The ceremony brought him through several circles, one to take him through each world. Each time he moved between worlds, an aspect of him was repaired, cleansing him, and purifying him of the witchery that caused his affliction. This ceremony was preceded and followed by standard therapeutic methods of asking Tayo to describe what he has gone through and how he feels and felt about it. He had explained during this therapy that neither doctors nor traditional healers had been able to help him, and he shows us that in his subconscious each time it failed because he had either been treated as a white man, or as an Indian, not as both. Betonie and Nightswan are able to understand that he does not wanted to be treated as either group, as he has lived his life belonging to neither. He is given what he believes is an opportunity to atone for what he has done through the ceremony, as this time he is addressed as having done something wrong. Each other time he has been told that there is no problem, and he is not responsible for anything, but through Betonie’s ceremony he is given the chance to make things right in his own mind.  

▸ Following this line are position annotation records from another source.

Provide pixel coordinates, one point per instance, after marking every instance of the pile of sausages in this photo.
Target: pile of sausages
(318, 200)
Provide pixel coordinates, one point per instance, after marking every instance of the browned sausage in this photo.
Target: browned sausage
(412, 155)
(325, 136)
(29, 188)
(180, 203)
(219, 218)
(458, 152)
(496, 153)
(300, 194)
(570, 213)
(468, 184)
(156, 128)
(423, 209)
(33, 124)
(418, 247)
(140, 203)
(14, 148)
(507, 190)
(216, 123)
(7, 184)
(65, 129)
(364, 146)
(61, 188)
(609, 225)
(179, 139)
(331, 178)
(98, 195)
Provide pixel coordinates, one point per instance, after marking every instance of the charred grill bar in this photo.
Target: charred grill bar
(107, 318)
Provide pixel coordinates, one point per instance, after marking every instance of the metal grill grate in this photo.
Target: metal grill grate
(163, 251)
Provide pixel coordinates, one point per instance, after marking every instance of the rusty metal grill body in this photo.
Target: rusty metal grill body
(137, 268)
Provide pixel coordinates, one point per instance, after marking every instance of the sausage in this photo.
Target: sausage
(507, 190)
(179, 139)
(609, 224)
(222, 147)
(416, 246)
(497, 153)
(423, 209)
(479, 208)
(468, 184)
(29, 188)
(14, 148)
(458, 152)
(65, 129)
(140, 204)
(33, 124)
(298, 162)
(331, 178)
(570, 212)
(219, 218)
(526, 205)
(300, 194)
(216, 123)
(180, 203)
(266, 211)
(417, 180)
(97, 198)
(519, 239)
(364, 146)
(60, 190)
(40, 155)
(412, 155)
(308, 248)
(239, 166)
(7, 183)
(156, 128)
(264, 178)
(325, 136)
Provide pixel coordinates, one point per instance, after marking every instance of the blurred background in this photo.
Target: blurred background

It is integral to Tayo as a character that he was mixed race of White and Native American. Having never fit into any group gave him the ability to adopt the perspective of an outsider regarding the interactions between both groups. He could see how the whites were mistreating the tribes, but held the belief that it was not their fault. Witchery was to blame in his mind, something far older than the White people, and a Native concept. It is his outside perspective that drives him as a character, as his desire is for both sides to understand one another. While in uniform, Indian soldiers were treated the same as white soldiers, which serves as proof for him that it is possible for everyone to get along. His status as a person of mixed race gives him the ability to choose which identity he would like to fit into, even if the others did not want him. Had he wanted to, he could have assimilated into the group of his choosing, and overtime he would have blended in. Yet it is because of his ability to choose that he refuses to. He recognizes the discrimination both groups have shown him is because of his ability to be either. Several times in the novel he came close to becoming one or the other, in the bar for example, yet each time he returned to his path of neither.  

Tayo is neither White or Native American, he is both. Tayo’s work throughout the novel shows that this is not merely a combination of the two, rather it is its own banner to be under. He displays to the reader multiple times that having the ability to choose does not represent a desire to choose. He could not have been saved from his past had either group tried to help, as he had learned that neither group really wanted to help him. Both groups would have helped an individual who fit in with them, et he never truly fit. Once he received attention from Nightswan and Betonie where they treated him like a real person instead of a “half-breed,” he began to recover. The more they reinforced his individuality and the value he holds as a being separate from the pueblo, the veterans, and the whites. His mental condition greatly stabilized. In the finale of the book, he is presented with his final trial to determine what his Identity truly was. He could have gone to talk with those looking for him and fallen into the trap lain by Emo, or he could have confronted Emo. Following with his identity, Tayo made the decision to do neither and hid, preventing the witchery from claiming another and cementing in his own mind that to be an outsider is all right. Had Tayo not lived his life as an outsider who never fully belonged to either group, had he not faced endless discrimination and tribulations, it is clear that he would not have chosen his final path. Had he truly belonged to one of the groups, the story would have ended with Tayo dead, imprisoned, or worse. Tayo came to a conclusion that only someone who had lived on the edge between two could have.